The hard times were not over when his children were boys, and Howard, with the rest, had to work hard, developing a natural industry under the dynamic energy of the old man.
That wonderful force acting through environments and also through heredity was transmitted to bodily frames less sturdy than his own in those of his sons, who wore out while the generator of it, and then, lived hardily on, a ‘character’ – almost a landmark of the country.
That towering rustic figure of eighty years; the tall white hat black-banded in perpetual mourning for its predecessors; the paunch directing attention to its unvarying cover of moleskin crossed with long gold links of a watch-chain; the short brown cloth gaiters worn to shield the trousers; the five foot holly-stick which made a crutch for the thumb of his right hand; these were known at every fair throughout the country, and to grand-children whose fathers were already in their graves, exhauste
d by the restless energy of this old man.
And the same fire of vitality then flickering in him; quenched already in two of his sons, flamed out again in the third generation.
Take away your tables of genealogy, burn your Burkes! This, or nothing, is all that is meant by good breeding. And you – the little scientific know-alls, forbear to talk in your damned superior fashion of Mendel and his law which anyway you don’t understand! Listen merely for once and you shall hear what is more convincing than your generalities, namely, that both children and grandchildren of this old man were in every way (save one) totally different to one another and to him, and that this common factor was to be found Where? – in an original dynamic energy transmitted by one man. This energy which was one, diversified itself in its application under other minds. Thus we come to Howard. Now, what was his ambition? That question can be answered shortly – his wife and his children. His method of providing for them has already been dealt with.

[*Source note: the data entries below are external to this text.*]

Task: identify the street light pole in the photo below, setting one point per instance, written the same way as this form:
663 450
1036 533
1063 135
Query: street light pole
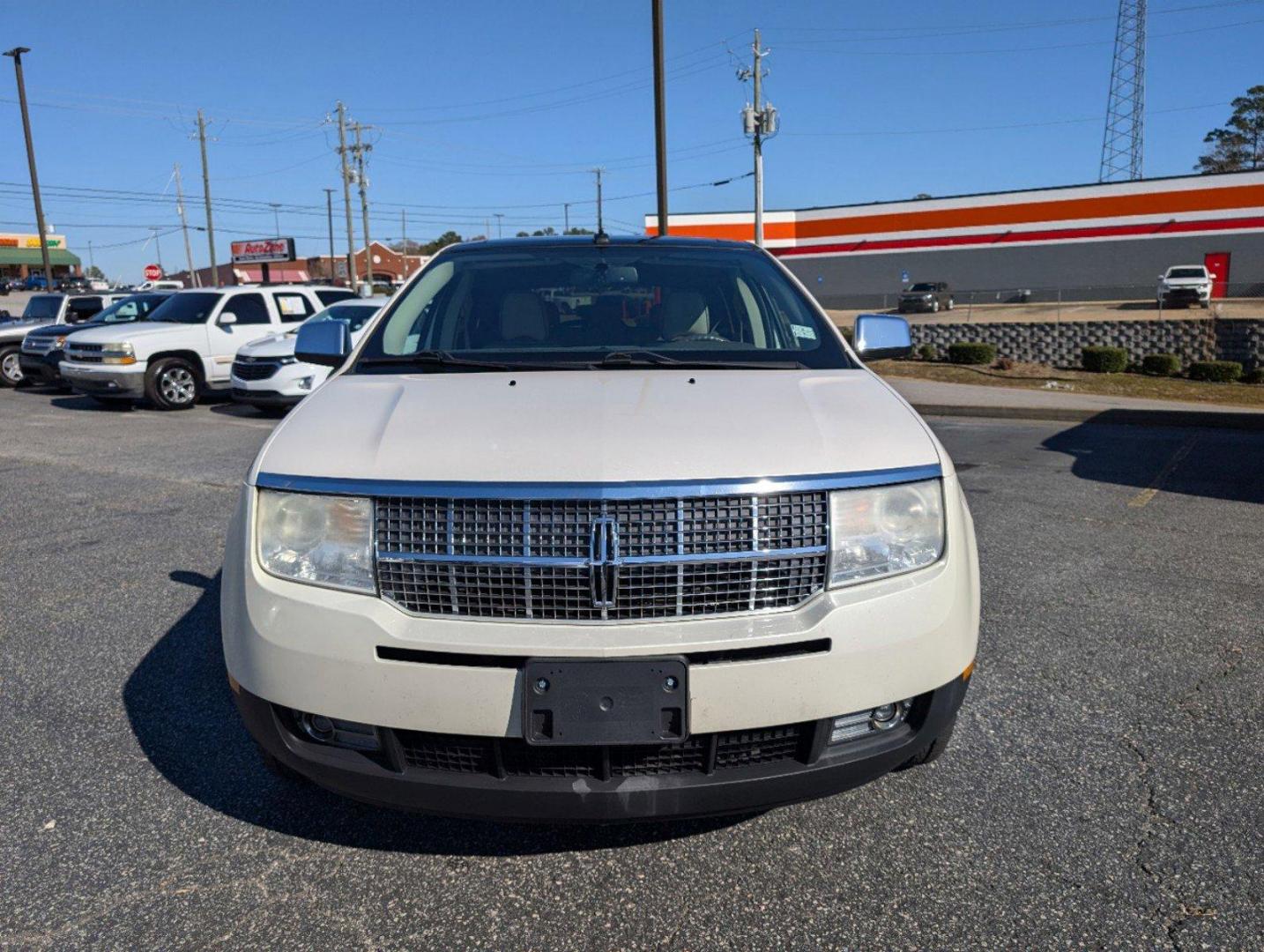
660 118
31 160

Howard was as unlike his father as could well be imagined. Substitute for the great bluff farmer a small though sturdy figure; for the round ruddy countenance a lined face – strong but a little anxious; change the forceful overbearing disposition to one of extreme gentleness; the temper ever liable to flare in short-lived violence, to a steady brilliance of courage. Substitute the broad boisterous man’s humour with a child’s twinkling gaiety. Keep only the unresting energy which is wearing out its sheath in a high-strung nature; and there, nervously gnawing his moustache even when playing at cricket with his boys, home for the holidays – there you have him.
Perhaps nothing could better show the difference between the two men than the fact that he did play cricket with his children. Imagine the old man ever doing it. What! The young varmints should be out at work! Only the tearful pleadings of their mother procured for them the small education they obtained. And she paid for it. Leisure!